O VOLP PB irá adoptar coerdeiro sem h, o que abre um grave precedente de desobediência ao texto do Acordo, onde está taxativamente escrito que se deve escrever co-herdeiro, como sempre se tem escrito em Portugal. A partir de agora, qualquer dos países signatários pode alterar discricionariamente o que foi assinado em 1990.
O VOLP PB irá com toda a probabilidade adoptar hifens (hífenes, em Portugal), escotismo (escutismo, em Portugal), ab-rupto com hífen (abrupto, em Portugal), etc., etc.
Poderão aparecer as soluções portuguesas como duplas grafias, mas no VOLP brasileiro as brasileiras serão naturalmente preferenciais, o que exercerá influência determinante.
E qual vai ser a importância, da prosódia recomendada pelo Brasil, em todos os falantes da língua portuguesa?
Quem defende que não é preciso um Vocabulário Ortográfico da Língua Portuguesa do português europeu (VOLP PE), actualizado e adaptado ao novo Acordo Ortográfico, para que o acordo entre em vigor em Portugal, não pondera estes riscos e o facto de que os outros países da lusofonia vão certamente passar a ignorar-nos, nas nossas pretensões de antigos patronos da língua!…
Dado que Portugal tem seis anos para pôr o novo Acordo Ortográfico em vigor, para quê tanta pressa de começar, sem bases de apoio?
Depois dum papel meritório na língua até 1970, parece confirmar-se que a Academia das Ciências de Lisboa não tem presentemente meios de maneira nenhuma satisfatórios para a elaboração dum VOLP PE antes de pormos em vigor o novo Acordo Ortográfico. Então a ideia era constituir, com urgência, uma comissão formada com entidades que tratam da defesa da língua e com experientes lexicógrafos e respeitados lexicólogos. Esta comissão de competências, tomando como base de estudo um vocabulário português idóneo (os completos: da Academia 1940 ou de Rebelo Gonçalves 1966, ou ainda outros válidos) poderia rapidamente elaborar um VOLP PE actualizado para o novo Acordo Ortográfico, certamente então com o apoio da larga maioria da comunidade linguística culta.
Ora consta que já foi apresentado ao Governo português um tal projecto, mas que não teve qualquer seguimento. Porquê?

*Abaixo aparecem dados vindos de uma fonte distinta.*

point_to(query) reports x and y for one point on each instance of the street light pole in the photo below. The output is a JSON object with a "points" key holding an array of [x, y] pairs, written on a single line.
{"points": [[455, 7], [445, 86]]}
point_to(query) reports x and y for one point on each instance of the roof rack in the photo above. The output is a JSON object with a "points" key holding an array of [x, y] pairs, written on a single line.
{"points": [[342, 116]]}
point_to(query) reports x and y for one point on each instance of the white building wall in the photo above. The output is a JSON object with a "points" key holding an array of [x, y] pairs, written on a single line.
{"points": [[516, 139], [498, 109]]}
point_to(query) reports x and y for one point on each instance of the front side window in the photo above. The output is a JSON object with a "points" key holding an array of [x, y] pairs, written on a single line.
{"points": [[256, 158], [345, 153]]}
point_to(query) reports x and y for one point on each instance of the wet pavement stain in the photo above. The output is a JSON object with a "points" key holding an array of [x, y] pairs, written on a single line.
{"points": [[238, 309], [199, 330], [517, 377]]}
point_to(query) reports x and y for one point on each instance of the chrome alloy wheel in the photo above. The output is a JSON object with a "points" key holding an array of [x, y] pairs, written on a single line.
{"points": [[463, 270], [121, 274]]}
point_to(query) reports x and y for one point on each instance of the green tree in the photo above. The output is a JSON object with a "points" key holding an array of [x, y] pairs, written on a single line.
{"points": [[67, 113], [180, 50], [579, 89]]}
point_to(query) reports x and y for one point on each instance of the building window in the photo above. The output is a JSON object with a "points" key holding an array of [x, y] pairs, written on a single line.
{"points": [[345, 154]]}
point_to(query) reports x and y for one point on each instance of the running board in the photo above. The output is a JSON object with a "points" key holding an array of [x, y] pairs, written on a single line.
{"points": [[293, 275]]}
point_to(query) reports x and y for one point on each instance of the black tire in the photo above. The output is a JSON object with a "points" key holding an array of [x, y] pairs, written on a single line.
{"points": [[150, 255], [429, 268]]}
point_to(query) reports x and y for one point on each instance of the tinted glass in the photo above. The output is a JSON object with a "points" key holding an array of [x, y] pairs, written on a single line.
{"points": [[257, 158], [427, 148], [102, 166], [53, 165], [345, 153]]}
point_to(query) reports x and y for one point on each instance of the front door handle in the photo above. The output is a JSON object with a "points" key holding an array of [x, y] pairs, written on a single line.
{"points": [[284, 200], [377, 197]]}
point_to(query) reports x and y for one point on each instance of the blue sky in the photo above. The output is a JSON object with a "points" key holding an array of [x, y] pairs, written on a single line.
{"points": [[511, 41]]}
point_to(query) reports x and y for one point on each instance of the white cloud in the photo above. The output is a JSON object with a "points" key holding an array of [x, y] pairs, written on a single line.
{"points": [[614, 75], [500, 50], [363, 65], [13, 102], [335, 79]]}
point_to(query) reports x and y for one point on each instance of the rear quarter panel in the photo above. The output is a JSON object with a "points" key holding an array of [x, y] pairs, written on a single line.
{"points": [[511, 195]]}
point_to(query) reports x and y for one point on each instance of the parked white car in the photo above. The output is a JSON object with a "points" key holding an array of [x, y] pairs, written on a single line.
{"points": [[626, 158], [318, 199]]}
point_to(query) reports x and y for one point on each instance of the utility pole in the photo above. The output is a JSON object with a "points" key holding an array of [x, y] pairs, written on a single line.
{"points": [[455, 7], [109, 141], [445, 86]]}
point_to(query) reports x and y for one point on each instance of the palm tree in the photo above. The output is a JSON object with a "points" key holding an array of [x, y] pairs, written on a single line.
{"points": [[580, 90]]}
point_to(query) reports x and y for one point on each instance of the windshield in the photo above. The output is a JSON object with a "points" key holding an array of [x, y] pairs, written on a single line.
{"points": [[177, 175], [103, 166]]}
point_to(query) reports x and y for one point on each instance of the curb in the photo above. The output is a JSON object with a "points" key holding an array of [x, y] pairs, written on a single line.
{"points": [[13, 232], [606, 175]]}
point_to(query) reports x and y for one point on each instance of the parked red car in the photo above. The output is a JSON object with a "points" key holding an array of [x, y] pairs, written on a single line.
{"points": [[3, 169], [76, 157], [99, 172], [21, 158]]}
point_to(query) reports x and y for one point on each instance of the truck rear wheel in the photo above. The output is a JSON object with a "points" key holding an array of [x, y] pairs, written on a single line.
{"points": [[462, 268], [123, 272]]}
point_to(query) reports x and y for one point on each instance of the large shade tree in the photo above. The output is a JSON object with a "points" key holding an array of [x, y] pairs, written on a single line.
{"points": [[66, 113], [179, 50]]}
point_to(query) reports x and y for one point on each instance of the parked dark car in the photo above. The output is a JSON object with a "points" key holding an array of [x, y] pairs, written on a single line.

Há falta de dinheiro? Porque não desviar algum da campanha eleitoral em perspectiva, que os políticos do nosso descontentamento se estão a preparar para fazer nas suas muitas vezes estéreis lutas partidárias? Lutas em parte com dinheiro dos contribuintes, participação que agora até decidiram aumentar?!… Dão a triste impressão de que o país é secundário em relação à conquista do poder e das suas benesses.
Tenho a impressão de que estes governantes portugueses têm o complexo do antinacionalismo, com pânico de que a defesa da nacionalidade lembre o Estado Novo. Confundem política com amor à Pátria. E aos partidos mais à esquerda eu lembro que foram bem nacionalistas os combatentes de Estalinegrado.
Agora os académicos da Galiza acabam de concluir um vocabulário que agrupa o léxico comum a portugueses e galegos, sobretudo da região fronteiriça, servindo assim de apoio para a defesa das suas variantes na língua.
Em Portugal é isto… Fala-se em que iremos caminhar para a elaboração dum Vocabulário Comum, mas nada temos que represente oficialmente a posição de Portugal.
Como tenho dito, defendi tenazmente o novo Acordo Ortográfico, o que se pode observar nos meus artigos em Ciberdúvidas, e agrupados na minha página em "Problemas Ortográficos, Novo Acordo". Agora sinto-me perplexo, com o receio de que, efectivamente, esteja à vista uma mudança com perda da nossa identidade nacional na língua.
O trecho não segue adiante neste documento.